Here are a few facts to consider:
- Globally, 70 percent of fresh water is now used for agriculture. So water is needed to feed the world — and to energize it. In countries like the U.S., the largest consumers of water are industries, with power plants making nearly 40 percent of freshwater withdrawals, according to a 2009 report “Water Scarcity and Climate Change” by Ceres and the Pacific Institute.
- Water supplies are under stress from industrialized food and consumer processes. A study by ACS’ Environmental Science & Technology, that breaks down water use among industries found that the ones that use the most do it indirectly – by way of packaging or processing. The report, detailed in Science Daily, reveals that: $1 worth of sugar takes about 270 gallons of water to make; $1 of dog or cat food sucks up 200 gallons, and $1 of milk consumes 140 gallons.
Given the fact that only .5 of the world’s fresh water is available to humans in the first place (the majority is locked in ice around the polar caps), and the human population is growing (projected to rise to more than 9 billion in 2050), we need a plan.
You’ve done your part to drain water supplies – an estimated 8 percent of the world’s water use is in households, and water supply planners estimate a typical U.S. household uses about 150,000 gallons a year. Adding insult to injury: about 73 percent of the water you use is likely flushed down the toilet or down the shower drain.
So before you take that shower, turn on the sprinklers, wash the dishes, fertilize the lawn or just watch the rain fall, here are seven ways for you to save some of that precious liquid.
1. Let’s start in the bathroom. Your old toilet used three gallons of water per flush. Since 1994, new toilets must use no more than 1.6 gallons of water per flush. New toilets now use as little as 1 gallon per flush, saving thousands of gallons of water a year (and money off your water bill). There are a flood of new dual-flush toilets – one button for liquid waste, another for solid (which calls for more water). They are great water savers, though they can cost more than a regular toilet, prices are coming down. We have found models for just under $200.
While you’re at it, buy low-flow shower heads and faucet aerators to cut even more lost water. Very efficient models can cut the flow of showerheads to 1.4 gallons per minute. Newer showerheads also let you reduce the water flow while you soap and shampoo without changing the temperature. Keep a bucket in the shower and you can collect rinse or gray water for plants.
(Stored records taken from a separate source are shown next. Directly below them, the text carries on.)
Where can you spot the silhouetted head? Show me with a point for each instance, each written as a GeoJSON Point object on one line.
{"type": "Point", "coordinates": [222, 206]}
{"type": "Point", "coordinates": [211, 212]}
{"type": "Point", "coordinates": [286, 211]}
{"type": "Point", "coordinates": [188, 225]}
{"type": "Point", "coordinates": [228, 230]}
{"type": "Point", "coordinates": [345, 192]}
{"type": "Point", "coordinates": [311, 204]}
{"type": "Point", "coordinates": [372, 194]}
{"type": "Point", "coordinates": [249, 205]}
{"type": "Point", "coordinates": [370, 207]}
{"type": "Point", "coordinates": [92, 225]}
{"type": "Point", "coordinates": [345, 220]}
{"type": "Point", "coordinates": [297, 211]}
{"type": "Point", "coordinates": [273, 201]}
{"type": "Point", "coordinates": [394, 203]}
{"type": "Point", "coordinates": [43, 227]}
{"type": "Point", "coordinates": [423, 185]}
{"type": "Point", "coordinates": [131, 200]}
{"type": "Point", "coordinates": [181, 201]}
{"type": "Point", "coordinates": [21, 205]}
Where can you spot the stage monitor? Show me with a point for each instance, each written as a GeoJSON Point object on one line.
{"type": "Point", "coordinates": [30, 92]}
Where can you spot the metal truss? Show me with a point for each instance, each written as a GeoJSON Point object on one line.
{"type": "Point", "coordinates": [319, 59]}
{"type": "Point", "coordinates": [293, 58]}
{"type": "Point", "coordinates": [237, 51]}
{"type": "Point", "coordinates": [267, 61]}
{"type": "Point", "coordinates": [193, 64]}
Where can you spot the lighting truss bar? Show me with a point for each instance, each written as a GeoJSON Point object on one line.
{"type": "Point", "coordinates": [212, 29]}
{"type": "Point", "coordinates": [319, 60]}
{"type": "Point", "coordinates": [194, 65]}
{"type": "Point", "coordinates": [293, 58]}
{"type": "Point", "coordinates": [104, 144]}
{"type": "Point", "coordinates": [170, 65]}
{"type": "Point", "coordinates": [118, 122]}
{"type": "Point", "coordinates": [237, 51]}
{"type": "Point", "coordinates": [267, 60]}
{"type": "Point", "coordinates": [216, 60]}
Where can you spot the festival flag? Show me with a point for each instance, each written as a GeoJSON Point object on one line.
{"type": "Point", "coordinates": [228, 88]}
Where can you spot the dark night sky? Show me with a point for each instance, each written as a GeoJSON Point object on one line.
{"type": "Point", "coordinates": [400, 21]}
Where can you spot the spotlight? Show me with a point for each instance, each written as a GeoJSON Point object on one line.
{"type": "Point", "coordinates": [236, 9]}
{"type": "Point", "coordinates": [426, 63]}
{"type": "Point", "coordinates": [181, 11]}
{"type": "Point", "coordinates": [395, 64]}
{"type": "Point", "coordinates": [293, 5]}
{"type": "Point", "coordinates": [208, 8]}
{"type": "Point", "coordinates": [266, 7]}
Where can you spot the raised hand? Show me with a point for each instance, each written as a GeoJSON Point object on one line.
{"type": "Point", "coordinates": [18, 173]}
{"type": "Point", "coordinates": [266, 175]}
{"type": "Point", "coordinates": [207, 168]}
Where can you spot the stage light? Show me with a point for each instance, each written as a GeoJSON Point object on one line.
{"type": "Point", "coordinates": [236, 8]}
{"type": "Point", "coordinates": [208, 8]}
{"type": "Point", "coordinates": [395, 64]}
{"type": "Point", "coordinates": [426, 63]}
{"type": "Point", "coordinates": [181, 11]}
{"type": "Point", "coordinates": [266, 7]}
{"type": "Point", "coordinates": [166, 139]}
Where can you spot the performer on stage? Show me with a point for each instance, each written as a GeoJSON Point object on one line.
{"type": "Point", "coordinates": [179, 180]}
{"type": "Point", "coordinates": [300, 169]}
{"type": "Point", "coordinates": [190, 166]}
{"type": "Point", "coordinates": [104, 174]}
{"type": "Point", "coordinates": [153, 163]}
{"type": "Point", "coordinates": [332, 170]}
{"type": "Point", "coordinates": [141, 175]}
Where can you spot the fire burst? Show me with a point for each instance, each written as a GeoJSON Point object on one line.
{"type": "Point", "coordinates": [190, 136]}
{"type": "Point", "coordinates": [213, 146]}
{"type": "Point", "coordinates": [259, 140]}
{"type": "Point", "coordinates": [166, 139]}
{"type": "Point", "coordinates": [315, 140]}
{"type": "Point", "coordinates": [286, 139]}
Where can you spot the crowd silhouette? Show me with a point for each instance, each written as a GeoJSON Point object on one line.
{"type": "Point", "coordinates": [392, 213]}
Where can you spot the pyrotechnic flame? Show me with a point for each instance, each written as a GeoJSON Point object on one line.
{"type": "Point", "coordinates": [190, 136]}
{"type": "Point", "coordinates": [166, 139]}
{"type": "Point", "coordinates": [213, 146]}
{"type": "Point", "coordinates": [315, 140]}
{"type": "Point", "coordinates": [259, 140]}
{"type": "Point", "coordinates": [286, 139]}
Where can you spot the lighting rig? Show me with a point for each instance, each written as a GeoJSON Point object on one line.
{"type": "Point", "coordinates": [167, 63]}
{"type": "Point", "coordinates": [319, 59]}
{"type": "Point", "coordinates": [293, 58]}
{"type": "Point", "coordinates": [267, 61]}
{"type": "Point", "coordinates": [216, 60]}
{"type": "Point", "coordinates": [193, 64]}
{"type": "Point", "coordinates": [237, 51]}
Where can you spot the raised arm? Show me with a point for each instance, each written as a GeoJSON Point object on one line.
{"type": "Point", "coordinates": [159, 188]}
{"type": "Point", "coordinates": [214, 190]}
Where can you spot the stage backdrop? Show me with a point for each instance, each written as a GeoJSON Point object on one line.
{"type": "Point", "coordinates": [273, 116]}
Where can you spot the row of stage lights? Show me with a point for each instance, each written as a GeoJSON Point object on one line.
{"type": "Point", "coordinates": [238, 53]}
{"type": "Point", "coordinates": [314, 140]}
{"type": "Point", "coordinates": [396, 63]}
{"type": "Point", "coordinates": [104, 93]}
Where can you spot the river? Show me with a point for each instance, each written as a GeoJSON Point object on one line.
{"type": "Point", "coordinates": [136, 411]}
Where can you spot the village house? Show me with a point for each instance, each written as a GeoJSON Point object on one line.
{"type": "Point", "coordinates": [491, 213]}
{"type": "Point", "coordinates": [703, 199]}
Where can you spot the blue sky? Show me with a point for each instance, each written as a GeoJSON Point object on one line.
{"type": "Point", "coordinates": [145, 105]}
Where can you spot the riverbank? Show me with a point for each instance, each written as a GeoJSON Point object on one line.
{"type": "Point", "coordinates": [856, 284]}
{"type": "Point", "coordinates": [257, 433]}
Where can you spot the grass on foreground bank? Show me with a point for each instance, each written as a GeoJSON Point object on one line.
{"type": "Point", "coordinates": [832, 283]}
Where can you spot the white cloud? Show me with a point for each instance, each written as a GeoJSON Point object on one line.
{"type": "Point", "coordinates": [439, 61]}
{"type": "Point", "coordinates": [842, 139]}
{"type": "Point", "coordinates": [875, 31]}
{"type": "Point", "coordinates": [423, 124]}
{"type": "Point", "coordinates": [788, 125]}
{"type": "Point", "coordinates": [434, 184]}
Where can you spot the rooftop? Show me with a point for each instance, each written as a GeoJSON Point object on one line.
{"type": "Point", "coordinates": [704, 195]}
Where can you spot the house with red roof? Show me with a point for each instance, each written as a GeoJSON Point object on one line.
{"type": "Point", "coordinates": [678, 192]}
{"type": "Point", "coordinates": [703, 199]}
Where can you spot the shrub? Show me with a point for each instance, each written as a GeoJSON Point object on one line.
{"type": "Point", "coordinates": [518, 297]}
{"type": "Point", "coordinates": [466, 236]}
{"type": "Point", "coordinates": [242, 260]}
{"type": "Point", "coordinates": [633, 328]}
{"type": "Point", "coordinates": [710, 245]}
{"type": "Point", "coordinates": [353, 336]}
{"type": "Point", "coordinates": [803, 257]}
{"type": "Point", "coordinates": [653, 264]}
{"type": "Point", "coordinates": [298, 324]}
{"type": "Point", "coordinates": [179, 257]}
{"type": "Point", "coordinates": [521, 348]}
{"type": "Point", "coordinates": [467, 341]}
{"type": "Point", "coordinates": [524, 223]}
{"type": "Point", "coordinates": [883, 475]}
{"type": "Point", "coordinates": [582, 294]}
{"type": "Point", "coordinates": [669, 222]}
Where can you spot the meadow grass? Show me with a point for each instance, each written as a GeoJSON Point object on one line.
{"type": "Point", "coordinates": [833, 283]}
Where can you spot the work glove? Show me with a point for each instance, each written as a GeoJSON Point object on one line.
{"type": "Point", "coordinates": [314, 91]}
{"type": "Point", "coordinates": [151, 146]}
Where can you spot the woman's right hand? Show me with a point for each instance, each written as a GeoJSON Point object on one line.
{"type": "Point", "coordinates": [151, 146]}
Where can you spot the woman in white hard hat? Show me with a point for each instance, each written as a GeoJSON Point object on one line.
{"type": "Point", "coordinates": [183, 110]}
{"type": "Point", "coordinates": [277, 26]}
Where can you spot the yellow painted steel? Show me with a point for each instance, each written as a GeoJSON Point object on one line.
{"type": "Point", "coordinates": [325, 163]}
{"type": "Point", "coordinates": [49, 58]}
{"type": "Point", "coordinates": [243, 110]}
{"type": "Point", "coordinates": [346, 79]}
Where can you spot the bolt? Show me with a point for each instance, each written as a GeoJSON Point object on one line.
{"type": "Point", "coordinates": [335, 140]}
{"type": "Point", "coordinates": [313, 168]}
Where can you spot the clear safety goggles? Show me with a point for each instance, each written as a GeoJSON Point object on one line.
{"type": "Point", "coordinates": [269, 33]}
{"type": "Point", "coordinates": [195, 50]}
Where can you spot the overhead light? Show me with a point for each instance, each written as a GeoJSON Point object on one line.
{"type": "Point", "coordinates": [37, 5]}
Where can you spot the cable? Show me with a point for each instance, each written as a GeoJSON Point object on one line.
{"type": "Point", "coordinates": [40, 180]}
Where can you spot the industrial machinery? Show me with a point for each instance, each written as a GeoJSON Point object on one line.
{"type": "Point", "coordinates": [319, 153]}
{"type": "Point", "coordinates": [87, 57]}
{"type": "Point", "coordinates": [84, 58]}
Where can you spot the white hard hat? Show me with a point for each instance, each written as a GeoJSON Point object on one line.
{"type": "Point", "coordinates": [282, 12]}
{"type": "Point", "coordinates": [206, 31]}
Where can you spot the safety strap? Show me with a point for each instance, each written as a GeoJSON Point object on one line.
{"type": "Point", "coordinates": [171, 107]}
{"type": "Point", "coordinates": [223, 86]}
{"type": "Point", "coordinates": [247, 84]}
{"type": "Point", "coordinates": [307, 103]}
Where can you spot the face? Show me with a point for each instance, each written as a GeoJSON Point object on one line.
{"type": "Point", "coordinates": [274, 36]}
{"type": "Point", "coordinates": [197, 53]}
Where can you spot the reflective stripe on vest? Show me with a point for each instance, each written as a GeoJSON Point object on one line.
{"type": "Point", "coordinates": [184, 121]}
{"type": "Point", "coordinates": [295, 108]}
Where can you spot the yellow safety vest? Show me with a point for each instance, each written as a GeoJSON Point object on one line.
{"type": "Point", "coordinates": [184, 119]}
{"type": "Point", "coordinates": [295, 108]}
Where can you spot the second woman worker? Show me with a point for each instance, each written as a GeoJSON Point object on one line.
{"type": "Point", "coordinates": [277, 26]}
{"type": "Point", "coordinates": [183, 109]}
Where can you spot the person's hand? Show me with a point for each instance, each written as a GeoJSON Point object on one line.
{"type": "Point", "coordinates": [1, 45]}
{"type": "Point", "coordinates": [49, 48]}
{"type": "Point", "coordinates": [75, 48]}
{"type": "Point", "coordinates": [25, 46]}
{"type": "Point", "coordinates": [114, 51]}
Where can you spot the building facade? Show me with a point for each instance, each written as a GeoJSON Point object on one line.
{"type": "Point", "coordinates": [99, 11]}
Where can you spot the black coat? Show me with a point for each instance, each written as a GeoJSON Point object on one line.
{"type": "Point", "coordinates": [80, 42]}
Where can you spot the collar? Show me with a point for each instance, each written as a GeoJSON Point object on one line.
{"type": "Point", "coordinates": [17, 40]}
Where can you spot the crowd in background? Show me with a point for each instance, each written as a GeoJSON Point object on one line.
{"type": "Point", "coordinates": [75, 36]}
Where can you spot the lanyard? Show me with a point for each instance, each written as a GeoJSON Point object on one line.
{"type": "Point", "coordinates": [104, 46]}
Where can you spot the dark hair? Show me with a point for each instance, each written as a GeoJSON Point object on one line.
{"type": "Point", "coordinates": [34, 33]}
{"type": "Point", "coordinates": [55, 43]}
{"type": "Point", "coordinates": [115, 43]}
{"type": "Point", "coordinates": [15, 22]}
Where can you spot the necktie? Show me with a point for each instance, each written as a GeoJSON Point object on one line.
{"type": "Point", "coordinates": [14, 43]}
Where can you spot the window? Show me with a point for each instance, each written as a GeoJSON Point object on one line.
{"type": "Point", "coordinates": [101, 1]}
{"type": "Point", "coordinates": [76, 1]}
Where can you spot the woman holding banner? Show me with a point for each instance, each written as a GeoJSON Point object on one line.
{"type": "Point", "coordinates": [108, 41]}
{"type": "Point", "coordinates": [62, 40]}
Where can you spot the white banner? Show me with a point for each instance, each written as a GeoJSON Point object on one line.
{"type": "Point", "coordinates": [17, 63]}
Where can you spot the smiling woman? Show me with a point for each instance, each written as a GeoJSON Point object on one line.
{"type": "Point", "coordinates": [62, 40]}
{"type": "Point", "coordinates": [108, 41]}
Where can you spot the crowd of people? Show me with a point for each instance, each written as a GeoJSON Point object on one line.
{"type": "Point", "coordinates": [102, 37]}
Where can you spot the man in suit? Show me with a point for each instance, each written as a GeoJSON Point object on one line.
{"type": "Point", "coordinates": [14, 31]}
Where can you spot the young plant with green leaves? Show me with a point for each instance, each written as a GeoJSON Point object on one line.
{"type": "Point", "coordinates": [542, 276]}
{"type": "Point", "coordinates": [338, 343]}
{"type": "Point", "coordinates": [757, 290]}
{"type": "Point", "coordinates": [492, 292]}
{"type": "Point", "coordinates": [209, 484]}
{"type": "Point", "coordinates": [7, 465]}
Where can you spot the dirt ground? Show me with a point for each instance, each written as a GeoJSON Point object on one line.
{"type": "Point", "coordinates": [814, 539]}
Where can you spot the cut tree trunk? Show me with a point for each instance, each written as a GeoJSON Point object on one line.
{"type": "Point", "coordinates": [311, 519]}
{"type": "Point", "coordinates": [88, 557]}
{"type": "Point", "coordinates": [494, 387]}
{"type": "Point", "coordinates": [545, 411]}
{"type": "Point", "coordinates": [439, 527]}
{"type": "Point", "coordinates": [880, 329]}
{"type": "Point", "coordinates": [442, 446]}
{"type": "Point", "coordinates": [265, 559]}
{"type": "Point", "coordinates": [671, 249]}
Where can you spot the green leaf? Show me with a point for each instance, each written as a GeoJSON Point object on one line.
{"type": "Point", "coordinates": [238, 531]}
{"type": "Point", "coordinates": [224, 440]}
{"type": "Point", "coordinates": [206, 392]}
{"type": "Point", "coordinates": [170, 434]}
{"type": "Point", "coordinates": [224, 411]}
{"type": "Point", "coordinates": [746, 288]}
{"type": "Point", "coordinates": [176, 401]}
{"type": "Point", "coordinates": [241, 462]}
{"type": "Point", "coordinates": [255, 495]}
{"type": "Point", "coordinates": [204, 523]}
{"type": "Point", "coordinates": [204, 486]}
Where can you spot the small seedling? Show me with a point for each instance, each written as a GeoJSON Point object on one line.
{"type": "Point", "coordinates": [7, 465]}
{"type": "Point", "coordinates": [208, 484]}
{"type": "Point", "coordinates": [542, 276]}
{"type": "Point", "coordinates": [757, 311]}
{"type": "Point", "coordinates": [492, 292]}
2. Put away the pesticides. Those chemicals you are killing bugs with and the synthetic fertilizer that makes your yard so very green are leaching into groundwater and washing into runoff. That means something you don’t want to touch your bare hands is flowing into the nearest body of water. That runoff eventually reaches the ocean and hurts beaches and sea life. Use organic fertilizer and natural pesticides. Better yet, let the grass get used to less water during the summer. It will adapt, not die. Better then that: lose the turf and replace it with native plants and stones.
3. Wash your clothes with care. Your clothes washer can suck up about 7,000 gallons a year. Get an Energy Star front loader and the savings are dramatic. Wash a load with cold water instead of hot and you can lop a few more dollars off your energy bill every year (remember electricity-making power plants are big water consumers). Only use the dishwasher when it’s full, and then let everything air dry. You can save hundreds of gallons of water (and electricity) and – surprise – you could end up using less water than if you stand there and wash dishes by hand. (Finally, an excuse.)
4. Skip the car wash. Back in the front yard, stop before you start washing the car. Do it in the driveway and lots of water will flow into runoff . A commercial car wash might use less water than you at home, and some of them treat the water afterward to remove contaminants. There are waterless car washes on the market, or you could just live with a dirty car for a while.